In real life, Mardenborough had already placed third in that race and was preparing for the 2015 Le Mans when the accident occurred. In real life, the guidance from the mentor came in the form of Allan McNish, a Scottish racer who had also been involved in a fatal accident, per The Telegraph. Mardenborough did not place at the 2015 Le Mans.

This timeline change, as well as the depiction of the crash, has caused some reviewers to critique the film, writing, as one Slate article said in their headline, that it “mines a real death for inspirational drama.” 

“'Gran Turismo' is so fixated on its hero’s journey that it neglects everyone else, including the person whose death he caused,” writes author Sam Adams. We never learn the victim’s name, which was Andy Gehrmann, or those of the several other people injured that day, or anything about how Mardenborough or the racetrack officials handled the aftermath of the accident.”

“Suggesting the incident helped propel Jann to greatness is not only false, it’s reprehensible,” wrote Charlotte O’Sullivan for the London Evening Standard.

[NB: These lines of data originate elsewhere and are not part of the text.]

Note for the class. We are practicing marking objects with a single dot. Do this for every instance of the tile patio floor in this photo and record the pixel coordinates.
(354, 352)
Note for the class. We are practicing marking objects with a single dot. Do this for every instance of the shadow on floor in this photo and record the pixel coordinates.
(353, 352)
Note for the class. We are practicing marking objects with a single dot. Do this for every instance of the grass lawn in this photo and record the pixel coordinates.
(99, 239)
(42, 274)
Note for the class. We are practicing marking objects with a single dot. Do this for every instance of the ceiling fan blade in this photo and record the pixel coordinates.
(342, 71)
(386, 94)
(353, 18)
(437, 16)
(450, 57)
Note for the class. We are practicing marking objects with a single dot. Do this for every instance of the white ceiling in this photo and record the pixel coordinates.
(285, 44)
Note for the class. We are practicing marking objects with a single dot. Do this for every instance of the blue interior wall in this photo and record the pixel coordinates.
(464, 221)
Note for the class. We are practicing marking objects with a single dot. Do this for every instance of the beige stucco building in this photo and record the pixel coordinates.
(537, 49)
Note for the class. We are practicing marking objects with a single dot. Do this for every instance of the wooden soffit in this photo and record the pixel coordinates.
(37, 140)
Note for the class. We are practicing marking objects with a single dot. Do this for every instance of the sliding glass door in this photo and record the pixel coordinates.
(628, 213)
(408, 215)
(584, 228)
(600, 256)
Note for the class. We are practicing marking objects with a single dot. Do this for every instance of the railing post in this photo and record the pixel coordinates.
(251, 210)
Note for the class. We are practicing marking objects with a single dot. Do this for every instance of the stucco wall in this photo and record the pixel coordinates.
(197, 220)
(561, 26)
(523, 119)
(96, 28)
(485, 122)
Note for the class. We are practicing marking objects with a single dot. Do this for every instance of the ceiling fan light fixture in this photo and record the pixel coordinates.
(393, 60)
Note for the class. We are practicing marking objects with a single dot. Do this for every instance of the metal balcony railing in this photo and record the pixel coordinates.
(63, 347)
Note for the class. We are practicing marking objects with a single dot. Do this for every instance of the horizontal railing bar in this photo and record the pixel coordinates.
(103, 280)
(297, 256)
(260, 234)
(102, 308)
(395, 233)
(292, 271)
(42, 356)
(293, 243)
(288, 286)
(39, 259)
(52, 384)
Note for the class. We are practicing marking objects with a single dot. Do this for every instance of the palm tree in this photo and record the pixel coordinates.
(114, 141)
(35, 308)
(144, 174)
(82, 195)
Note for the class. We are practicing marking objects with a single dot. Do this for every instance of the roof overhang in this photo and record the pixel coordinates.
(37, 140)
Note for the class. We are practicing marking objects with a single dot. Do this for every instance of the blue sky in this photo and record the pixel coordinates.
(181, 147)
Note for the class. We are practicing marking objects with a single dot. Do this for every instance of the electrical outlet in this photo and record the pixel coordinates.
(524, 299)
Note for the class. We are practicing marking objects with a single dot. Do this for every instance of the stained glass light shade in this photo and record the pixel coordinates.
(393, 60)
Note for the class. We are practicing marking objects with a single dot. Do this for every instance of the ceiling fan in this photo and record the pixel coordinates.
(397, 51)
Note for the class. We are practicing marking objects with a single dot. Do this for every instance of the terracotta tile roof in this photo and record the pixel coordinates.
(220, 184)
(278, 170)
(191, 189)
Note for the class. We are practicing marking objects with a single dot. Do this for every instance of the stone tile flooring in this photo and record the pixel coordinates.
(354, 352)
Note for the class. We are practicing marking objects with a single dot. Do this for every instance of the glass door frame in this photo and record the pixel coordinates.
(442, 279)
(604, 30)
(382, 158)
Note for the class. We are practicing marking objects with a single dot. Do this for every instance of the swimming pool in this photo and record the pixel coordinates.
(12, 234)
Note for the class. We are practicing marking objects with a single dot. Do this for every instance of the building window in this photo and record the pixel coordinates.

Polygon's Oli Welsh called it "arguably a tasteless reframing."

Mardenborough offered another perspective.

“It shows as well the deep dark moments of my life when I was in the hospital by myself. You know, the mental aspects to such an event, and in life as well: what can happen; how you can get out of that; how can you rebound and achieve something — achieve greatness — off the back of that. And so it had to be in there," he told Driver. has reached out to Mardenborough and "Gran Turismo" producers for comment.